The officer becomes exasperated: "You can co-operate and get out of the car or I can drag you out of the car: do you see your two options here?"
One officer pulls Owensby out by his hair. Owensby screams for help as officers handcuff him prone on the road. He is dragged away down the road with his pants falling down around his ankles, revealing his underwear.
A bag containing $22,450 in cash was found in Owensby's car, which the sniffer dog indicated had been near illegal drugs, Dayton police said in its statement. It said it was investigating the episode.
Owensby told reporters he was returning cable TV boxes to the cable company from a property he manages.
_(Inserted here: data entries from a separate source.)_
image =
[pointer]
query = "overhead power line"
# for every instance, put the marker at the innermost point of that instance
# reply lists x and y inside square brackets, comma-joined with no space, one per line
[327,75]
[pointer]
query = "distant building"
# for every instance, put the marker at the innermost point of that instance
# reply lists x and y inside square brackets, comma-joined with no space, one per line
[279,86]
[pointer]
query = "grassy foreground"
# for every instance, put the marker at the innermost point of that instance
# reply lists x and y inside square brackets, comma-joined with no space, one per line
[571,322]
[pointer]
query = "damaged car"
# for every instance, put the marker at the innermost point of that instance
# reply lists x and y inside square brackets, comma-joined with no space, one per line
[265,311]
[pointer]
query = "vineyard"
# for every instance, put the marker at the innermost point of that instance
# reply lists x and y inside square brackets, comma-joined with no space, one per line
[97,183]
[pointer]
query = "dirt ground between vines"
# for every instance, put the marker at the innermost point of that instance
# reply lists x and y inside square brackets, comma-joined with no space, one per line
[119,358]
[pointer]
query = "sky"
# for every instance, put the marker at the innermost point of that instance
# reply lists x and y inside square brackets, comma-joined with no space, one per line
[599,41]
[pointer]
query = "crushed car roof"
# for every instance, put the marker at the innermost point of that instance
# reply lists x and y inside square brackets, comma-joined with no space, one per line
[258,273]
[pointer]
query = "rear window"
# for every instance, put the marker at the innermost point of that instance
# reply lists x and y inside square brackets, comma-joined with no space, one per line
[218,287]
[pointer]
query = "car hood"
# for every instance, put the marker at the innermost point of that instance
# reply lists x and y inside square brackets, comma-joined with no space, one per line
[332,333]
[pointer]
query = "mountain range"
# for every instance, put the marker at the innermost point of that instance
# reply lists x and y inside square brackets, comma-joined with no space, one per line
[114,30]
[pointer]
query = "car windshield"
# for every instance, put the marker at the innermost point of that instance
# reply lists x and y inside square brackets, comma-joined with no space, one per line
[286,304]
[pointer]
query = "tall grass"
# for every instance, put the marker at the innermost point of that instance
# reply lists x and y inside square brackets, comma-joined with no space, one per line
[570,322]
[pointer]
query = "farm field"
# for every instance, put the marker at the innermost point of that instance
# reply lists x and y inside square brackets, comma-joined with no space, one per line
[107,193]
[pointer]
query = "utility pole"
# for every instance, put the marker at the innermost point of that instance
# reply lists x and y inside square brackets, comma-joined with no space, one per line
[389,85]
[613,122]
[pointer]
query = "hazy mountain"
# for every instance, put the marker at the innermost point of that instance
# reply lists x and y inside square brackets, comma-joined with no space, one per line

He said the money was savings, that no drugs or weapons were found in his vehicle, and he was not charged with any drug-related crime. Local media said he was charged with resisting arrest.
Dayton police did not respond to questions.
"This is a total disregard for human life," Derrick Forward, president of the NAACP's Dayton chapter, said at a news conference on Sunday alongside Owensby. Forward said police did not read Owensby his rights. Owensby said he is preparing a lawsuit against the police.